Você não respondeu sua pergunta. Então, deu certo pra quem o golpe?

Gilberto Alves

21/11/2016 - 22h36

Eu como novo Presidente deporia toda a justiça, todos sem exceção. Usaria a Toga deles como papel higiênico.

Jst

21/11/2016 - 21h21

Você se engana quando afirma que “ninguém está seguro” em relação a políticos.
Os acontecimentos e os movimentos da midia/lava rato/judiciário apontam na direção que se o político for do psdb poderá dormir tranquilo porque jamais será incomodado.
A quase uma dezena de delações contra o aécio e os 23 milhões do $erra comprovam o fato.

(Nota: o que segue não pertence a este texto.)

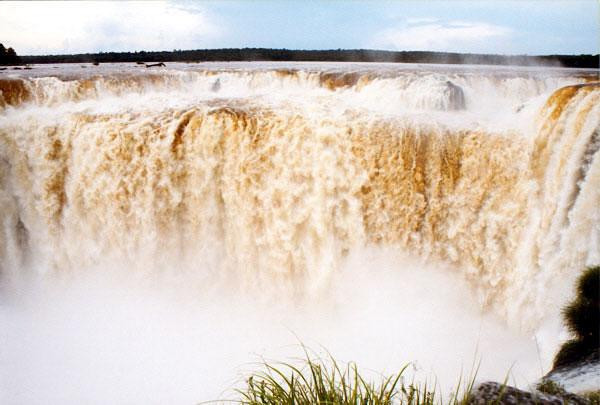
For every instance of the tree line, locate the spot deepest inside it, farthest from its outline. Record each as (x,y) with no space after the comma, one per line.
(334,55)
(8,56)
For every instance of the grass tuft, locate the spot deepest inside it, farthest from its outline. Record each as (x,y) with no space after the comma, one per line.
(327,382)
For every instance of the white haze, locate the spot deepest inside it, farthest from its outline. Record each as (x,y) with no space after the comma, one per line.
(107,338)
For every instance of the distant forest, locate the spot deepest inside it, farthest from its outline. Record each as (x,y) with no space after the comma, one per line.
(338,55)
(8,56)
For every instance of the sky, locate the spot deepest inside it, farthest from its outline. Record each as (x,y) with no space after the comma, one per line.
(533,27)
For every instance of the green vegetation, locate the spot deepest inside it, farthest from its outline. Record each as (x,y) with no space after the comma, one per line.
(324,382)
(8,56)
(582,317)
(332,55)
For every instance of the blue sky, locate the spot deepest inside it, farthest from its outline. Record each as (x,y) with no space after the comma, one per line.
(510,27)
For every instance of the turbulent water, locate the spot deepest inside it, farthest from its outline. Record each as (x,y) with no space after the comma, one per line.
(344,201)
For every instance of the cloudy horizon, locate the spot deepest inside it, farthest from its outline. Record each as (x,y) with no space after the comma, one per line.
(502,27)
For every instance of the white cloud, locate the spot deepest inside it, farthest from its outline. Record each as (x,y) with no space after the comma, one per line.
(451,36)
(75,27)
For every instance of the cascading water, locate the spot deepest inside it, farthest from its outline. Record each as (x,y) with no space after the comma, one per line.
(297,184)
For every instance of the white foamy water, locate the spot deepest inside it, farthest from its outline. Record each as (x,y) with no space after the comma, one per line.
(162,229)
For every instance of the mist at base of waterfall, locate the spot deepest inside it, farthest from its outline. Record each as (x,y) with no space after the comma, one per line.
(103,335)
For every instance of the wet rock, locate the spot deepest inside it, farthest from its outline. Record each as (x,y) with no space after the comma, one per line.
(496,393)
(579,377)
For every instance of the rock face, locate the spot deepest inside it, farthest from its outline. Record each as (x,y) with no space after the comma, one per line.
(582,376)
(496,393)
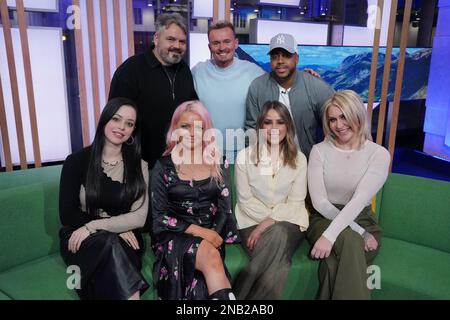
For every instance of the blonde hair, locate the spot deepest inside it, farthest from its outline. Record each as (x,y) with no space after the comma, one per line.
(351,105)
(214,157)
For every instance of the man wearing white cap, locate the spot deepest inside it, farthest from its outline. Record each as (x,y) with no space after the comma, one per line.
(302,93)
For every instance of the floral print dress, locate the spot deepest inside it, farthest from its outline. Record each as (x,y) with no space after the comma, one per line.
(176,204)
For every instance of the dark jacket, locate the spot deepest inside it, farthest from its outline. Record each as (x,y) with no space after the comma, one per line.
(143,79)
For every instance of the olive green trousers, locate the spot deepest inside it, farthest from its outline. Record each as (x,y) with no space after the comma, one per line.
(343,275)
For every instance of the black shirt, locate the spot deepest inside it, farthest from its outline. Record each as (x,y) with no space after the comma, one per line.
(143,79)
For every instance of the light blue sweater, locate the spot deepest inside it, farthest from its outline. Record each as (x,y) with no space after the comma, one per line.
(224,91)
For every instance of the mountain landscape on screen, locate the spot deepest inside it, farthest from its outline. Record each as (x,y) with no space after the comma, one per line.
(349,67)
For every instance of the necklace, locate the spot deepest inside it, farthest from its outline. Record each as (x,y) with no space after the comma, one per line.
(193,174)
(111,163)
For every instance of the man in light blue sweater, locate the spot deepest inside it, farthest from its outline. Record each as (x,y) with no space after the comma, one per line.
(222,84)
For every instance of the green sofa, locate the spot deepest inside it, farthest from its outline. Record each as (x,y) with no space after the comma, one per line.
(414,259)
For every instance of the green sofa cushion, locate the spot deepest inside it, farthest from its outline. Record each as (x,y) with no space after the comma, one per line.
(416,210)
(303,281)
(30,223)
(43,278)
(23,177)
(410,271)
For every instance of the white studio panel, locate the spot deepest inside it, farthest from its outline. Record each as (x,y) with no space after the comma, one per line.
(99,49)
(203,9)
(37,5)
(281,2)
(363,36)
(199,51)
(49,82)
(304,33)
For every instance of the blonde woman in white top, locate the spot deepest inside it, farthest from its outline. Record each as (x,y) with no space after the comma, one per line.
(345,171)
(270,210)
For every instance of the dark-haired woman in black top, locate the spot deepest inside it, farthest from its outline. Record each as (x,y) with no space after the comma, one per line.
(103,201)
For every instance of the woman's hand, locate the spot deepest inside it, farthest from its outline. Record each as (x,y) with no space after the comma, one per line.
(211,236)
(258,231)
(207,234)
(77,238)
(130,239)
(370,243)
(312,72)
(322,248)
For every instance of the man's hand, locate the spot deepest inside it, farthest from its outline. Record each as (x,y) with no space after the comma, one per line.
(322,248)
(257,232)
(130,239)
(370,243)
(77,238)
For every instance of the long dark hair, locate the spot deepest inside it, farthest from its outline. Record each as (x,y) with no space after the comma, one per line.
(135,186)
(288,146)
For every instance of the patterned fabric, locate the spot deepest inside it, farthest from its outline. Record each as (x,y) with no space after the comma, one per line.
(176,204)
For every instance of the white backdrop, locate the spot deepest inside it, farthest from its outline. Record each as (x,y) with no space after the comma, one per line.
(49,82)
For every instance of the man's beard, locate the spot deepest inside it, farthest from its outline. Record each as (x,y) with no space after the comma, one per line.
(286,78)
(168,59)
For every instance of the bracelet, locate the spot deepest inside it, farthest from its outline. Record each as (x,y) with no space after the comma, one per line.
(89,230)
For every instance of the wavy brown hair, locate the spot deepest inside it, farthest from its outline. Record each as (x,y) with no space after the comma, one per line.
(288,148)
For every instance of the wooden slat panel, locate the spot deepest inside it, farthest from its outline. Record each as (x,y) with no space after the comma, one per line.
(81,81)
(4,132)
(117,33)
(14,85)
(215,10)
(93,58)
(29,81)
(399,78)
(386,73)
(373,67)
(105,47)
(130,28)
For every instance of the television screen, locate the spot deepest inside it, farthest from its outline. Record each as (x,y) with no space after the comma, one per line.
(349,67)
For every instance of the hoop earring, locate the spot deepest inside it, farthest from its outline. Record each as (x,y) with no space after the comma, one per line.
(128,142)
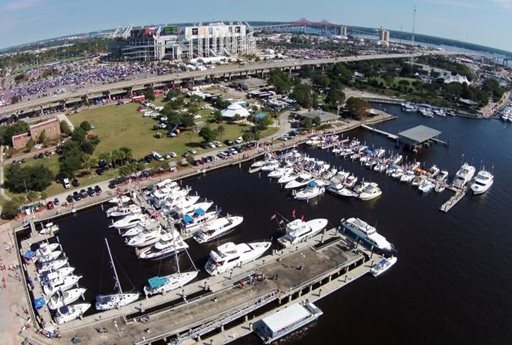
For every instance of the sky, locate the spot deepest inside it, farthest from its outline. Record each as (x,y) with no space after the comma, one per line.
(486,22)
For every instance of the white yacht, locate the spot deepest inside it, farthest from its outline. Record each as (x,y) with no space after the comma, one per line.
(337,188)
(312,190)
(483,181)
(300,181)
(230,255)
(371,191)
(121,211)
(292,175)
(61,284)
(168,283)
(146,238)
(164,250)
(60,299)
(217,228)
(130,221)
(119,200)
(53,265)
(426,186)
(362,230)
(116,300)
(464,175)
(46,248)
(49,257)
(299,231)
(70,312)
(383,265)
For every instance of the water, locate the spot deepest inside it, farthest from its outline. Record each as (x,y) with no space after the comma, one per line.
(452,280)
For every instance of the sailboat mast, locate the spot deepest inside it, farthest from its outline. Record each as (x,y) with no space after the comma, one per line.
(116,277)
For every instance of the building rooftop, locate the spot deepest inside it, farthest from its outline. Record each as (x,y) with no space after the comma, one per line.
(419,134)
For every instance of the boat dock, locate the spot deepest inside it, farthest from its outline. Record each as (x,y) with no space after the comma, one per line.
(212,306)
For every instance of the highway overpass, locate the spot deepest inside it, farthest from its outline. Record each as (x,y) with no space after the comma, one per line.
(225,71)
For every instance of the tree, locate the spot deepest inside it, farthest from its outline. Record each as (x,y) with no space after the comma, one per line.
(357,107)
(65,129)
(303,95)
(207,134)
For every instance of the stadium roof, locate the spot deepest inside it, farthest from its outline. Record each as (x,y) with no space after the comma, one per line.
(419,134)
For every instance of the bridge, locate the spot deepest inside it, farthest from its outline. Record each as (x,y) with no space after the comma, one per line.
(221,72)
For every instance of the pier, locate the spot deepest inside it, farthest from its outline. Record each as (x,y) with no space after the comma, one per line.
(209,307)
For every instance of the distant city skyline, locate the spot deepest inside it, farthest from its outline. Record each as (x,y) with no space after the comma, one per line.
(484,22)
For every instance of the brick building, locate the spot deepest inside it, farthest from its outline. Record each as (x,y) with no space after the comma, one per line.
(50,127)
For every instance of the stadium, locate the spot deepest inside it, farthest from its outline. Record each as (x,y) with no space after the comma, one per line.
(171,42)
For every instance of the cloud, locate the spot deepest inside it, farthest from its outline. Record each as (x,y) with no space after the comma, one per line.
(505,3)
(21,4)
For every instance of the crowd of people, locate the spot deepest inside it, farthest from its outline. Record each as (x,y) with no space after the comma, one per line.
(69,77)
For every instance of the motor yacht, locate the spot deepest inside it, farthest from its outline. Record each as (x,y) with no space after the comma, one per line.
(312,190)
(368,234)
(299,231)
(70,312)
(300,181)
(371,191)
(217,228)
(168,283)
(60,299)
(230,255)
(383,265)
(483,181)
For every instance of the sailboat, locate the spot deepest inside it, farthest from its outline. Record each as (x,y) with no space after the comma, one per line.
(163,284)
(120,299)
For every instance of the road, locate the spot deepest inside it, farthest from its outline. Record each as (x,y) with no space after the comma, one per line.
(221,70)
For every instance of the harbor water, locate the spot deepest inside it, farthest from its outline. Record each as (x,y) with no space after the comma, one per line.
(452,280)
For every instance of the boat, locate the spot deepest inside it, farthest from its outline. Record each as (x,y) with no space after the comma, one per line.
(299,231)
(121,199)
(370,192)
(121,211)
(60,284)
(116,300)
(286,321)
(168,283)
(48,276)
(48,228)
(408,176)
(46,248)
(301,181)
(464,175)
(312,190)
(368,234)
(193,221)
(164,250)
(53,265)
(217,228)
(49,257)
(288,177)
(230,255)
(483,181)
(146,238)
(129,221)
(60,299)
(337,188)
(71,312)
(426,186)
(383,265)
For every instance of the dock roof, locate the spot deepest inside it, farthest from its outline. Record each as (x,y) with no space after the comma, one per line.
(286,317)
(419,134)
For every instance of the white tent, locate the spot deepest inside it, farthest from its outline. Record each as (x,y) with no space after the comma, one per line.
(234,109)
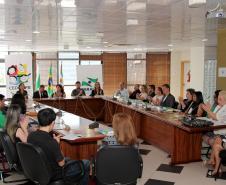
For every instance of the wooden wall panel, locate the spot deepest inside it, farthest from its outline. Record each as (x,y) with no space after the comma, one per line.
(114,71)
(90,57)
(158,68)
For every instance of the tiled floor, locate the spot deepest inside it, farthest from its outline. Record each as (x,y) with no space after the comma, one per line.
(157,172)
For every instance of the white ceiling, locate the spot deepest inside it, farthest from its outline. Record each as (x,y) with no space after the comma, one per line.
(101,25)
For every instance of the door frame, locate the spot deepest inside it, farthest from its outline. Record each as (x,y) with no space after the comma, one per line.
(182,77)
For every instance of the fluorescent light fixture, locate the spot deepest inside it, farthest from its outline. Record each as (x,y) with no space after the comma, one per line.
(132,22)
(138,49)
(68,4)
(196,3)
(99,34)
(134,6)
(36,32)
(111,1)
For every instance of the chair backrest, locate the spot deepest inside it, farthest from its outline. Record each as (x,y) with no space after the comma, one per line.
(10,150)
(34,163)
(118,164)
(222,155)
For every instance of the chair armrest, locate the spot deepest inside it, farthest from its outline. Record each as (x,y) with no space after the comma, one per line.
(222,155)
(93,167)
(141,166)
(73,171)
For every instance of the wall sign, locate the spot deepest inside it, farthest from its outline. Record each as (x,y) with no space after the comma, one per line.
(222,72)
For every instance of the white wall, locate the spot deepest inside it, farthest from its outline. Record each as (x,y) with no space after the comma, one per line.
(195,56)
(177,57)
(197,68)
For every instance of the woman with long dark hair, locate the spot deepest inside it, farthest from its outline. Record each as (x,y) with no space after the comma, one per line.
(16,124)
(22,90)
(97,90)
(197,99)
(59,92)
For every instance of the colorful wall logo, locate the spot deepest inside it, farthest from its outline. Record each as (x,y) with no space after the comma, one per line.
(18,74)
(89,83)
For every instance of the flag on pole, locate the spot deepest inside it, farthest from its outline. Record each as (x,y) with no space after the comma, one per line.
(50,81)
(37,85)
(61,74)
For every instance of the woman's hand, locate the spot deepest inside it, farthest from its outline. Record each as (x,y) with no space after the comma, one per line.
(206,107)
(180,99)
(57,137)
(24,123)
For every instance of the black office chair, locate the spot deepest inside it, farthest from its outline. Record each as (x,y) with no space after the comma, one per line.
(11,156)
(222,162)
(36,167)
(117,165)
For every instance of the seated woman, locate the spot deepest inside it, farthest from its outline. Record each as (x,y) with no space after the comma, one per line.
(215,139)
(151,91)
(16,124)
(124,132)
(213,107)
(2,111)
(194,105)
(143,93)
(22,90)
(156,100)
(135,92)
(59,92)
(18,99)
(97,90)
(185,103)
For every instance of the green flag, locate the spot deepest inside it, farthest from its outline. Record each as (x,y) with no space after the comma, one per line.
(37,85)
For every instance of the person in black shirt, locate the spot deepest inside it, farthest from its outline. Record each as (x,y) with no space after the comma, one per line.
(197,100)
(135,92)
(184,104)
(50,146)
(22,90)
(97,90)
(41,93)
(78,91)
(168,99)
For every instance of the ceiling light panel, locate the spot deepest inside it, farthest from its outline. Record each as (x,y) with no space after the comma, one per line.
(136,6)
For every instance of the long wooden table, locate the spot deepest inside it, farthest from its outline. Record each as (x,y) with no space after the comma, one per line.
(84,147)
(163,130)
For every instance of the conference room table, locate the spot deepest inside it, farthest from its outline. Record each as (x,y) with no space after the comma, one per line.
(79,142)
(161,129)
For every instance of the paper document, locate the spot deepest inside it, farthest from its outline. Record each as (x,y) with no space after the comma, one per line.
(72,136)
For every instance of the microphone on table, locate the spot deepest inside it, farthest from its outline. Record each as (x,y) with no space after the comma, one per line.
(93,125)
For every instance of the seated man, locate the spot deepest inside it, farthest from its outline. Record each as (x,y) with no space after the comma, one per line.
(168,99)
(78,91)
(41,93)
(122,91)
(2,111)
(135,92)
(50,146)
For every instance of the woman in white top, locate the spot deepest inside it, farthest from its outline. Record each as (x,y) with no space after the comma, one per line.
(156,100)
(143,95)
(219,117)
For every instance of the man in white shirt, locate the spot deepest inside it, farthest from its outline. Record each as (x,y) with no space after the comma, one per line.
(122,91)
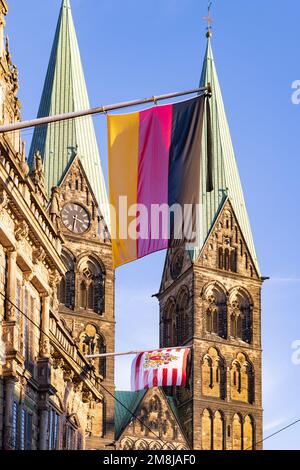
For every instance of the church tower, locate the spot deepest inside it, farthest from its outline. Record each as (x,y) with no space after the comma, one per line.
(210,297)
(79,208)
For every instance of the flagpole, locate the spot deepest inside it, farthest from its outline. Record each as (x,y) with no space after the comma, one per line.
(128,353)
(99,110)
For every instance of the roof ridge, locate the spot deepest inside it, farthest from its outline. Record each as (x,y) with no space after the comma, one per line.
(65,91)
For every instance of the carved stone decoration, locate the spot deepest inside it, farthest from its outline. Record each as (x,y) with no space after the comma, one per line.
(58,362)
(22,230)
(87,396)
(68,375)
(54,210)
(177,264)
(37,174)
(39,255)
(54,280)
(3,199)
(45,347)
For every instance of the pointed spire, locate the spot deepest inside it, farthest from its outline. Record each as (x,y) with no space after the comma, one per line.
(226,176)
(65,91)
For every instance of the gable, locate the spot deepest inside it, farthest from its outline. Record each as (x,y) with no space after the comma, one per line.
(226,248)
(154,411)
(177,262)
(75,188)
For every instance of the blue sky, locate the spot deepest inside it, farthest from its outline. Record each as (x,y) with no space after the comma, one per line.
(135,49)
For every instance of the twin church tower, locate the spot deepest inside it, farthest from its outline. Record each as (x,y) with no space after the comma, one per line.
(209,297)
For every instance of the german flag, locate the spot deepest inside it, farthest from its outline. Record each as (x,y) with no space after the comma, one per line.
(154,159)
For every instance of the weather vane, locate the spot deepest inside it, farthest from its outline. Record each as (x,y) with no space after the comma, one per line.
(208,20)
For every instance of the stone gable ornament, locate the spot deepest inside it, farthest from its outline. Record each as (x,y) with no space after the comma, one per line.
(54,210)
(37,174)
(3,199)
(22,230)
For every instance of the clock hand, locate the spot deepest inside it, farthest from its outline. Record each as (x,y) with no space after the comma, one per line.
(74,223)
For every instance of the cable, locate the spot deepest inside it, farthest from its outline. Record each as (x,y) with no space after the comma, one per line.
(122,404)
(85,373)
(275,433)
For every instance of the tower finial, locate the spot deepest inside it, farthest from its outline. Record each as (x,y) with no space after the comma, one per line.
(208,20)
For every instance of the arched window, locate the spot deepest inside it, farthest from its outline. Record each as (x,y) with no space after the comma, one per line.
(237,432)
(221,260)
(67,285)
(93,342)
(91,296)
(169,324)
(216,313)
(215,321)
(241,317)
(207,430)
(242,380)
(219,431)
(213,375)
(209,322)
(182,320)
(248,434)
(83,295)
(233,261)
(91,285)
(102,360)
(226,260)
(62,291)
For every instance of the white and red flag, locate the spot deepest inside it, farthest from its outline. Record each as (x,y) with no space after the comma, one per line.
(159,368)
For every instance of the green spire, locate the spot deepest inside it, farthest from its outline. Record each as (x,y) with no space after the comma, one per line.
(65,91)
(226,176)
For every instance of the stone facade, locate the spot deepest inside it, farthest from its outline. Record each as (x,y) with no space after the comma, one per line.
(51,396)
(156,426)
(214,304)
(57,307)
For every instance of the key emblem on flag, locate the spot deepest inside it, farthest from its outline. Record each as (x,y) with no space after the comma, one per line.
(159,368)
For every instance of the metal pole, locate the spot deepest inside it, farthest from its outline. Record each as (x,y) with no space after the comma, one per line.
(96,356)
(100,110)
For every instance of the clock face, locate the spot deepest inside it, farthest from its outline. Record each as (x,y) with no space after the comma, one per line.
(75,218)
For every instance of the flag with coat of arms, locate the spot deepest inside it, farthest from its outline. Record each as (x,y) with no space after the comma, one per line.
(159,368)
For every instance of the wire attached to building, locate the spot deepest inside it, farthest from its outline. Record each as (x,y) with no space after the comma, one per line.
(84,371)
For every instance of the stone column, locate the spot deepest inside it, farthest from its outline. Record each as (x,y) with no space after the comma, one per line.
(45,342)
(11,286)
(8,413)
(44,420)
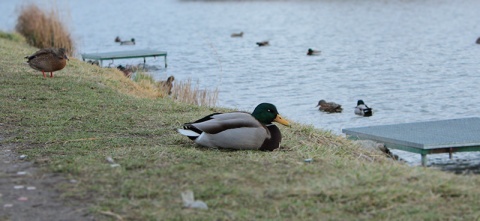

    Antonio Carlos Lima Conceicao

    21/11/2016 - 21h44

    Será que, derrubado o PMDB, os “salvadores da moralidade nacional” vão se dar por satisfeitos?

RosLucc

21/11/2016 - 20h58

Um país saqueado por forças internacionais. Perdeu a soberania, arrebentou-se, esse é o legado para a posteridade, filhos, netos, que vão pagar a conta da tomada do poder por corruptos, em nome de se limpar o país da corrupção. O pior é que tinha tudo para ser um país de verdade. Quem sabe um dia uma geração com mais consciência consiga mudar isso.

Messias Franca de Macedo

21/11/2016 - 20h04

O DEMoTucano militante ‘mor(t)o’ sendo ‘DESmoroLIZADO’ pelo Delcídio do Amaral!
“Viu, ‘fura-teto’?” A decente e impávida senadora Kátia Abreu o espera na luta contra a corrupção!